13/01/2012

Cearenses

Durante décadas, enquanto a produção de filmes esteve quase toda concentrada no eixo Rio-SP, eram raros os filmes feitos no Ceará. No entanto, como se sabe, o surgimento dos equipamentos digitais, acompanhado pelo estabelecimento de cursos de cinema, permitiu que se desenvolvessem modos de produção de baixo custo - e isso, somado ao acesso à produção mundial de cinema através do compartilhamento na Internet, possibilitou recentemente uma produção numerosa no Ceará de filmes caracterizados por uma certa inquietude estética. Parte desta produção pôde ser vista nos últimos anos na Mostra de Tiradentes-MG, que se tornou o lugar em que a nova geração cearense apareceu para o resto do país.
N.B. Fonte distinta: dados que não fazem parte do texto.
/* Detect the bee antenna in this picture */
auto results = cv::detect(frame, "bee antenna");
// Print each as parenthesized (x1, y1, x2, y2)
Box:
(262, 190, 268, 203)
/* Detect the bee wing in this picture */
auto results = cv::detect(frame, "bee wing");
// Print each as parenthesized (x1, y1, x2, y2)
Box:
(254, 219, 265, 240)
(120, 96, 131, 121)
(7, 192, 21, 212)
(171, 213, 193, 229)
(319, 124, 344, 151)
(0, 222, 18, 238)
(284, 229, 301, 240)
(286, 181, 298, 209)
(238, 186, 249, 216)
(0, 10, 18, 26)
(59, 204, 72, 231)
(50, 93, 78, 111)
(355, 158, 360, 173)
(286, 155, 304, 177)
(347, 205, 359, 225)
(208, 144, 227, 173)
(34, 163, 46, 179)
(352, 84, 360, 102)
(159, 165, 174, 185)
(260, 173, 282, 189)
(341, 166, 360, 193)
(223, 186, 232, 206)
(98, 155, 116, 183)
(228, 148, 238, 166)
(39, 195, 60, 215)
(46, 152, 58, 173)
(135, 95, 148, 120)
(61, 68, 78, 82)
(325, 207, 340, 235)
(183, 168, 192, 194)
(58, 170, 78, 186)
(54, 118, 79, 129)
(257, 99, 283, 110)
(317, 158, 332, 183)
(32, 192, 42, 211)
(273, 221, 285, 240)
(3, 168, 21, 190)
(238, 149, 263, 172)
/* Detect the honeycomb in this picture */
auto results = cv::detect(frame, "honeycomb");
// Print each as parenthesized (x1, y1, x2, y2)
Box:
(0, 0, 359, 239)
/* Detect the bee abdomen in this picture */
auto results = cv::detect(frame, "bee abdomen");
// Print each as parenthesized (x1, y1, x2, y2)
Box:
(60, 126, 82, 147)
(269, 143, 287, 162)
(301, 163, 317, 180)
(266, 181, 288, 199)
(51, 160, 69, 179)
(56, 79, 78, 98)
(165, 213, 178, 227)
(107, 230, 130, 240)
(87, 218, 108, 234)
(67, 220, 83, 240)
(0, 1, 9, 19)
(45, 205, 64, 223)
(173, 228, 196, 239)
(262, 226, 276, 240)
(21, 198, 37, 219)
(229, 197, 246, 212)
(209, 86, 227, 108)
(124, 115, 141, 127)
Ela se tornou evidente em 2008, quando foram exibidos os longas Sábado à noite, dirigido por Ivo Lopes Araújo (em parceria com Armando Praça, que ganha no filme o crédito de “abordagem e sedução”), e O grão, dirigido por Petrus Cariry (com fotografia assinada pelo mesmo Ivo), além de vários curtas-metragens, como Câmera viajante, de Joe Pimentel, que acabou ganhando o prêmio de melhor curta pela votação do júri popular naquele ano - enquanto Sábado à noite ganhou o prêmio de melhor filme segundo o júri jovem.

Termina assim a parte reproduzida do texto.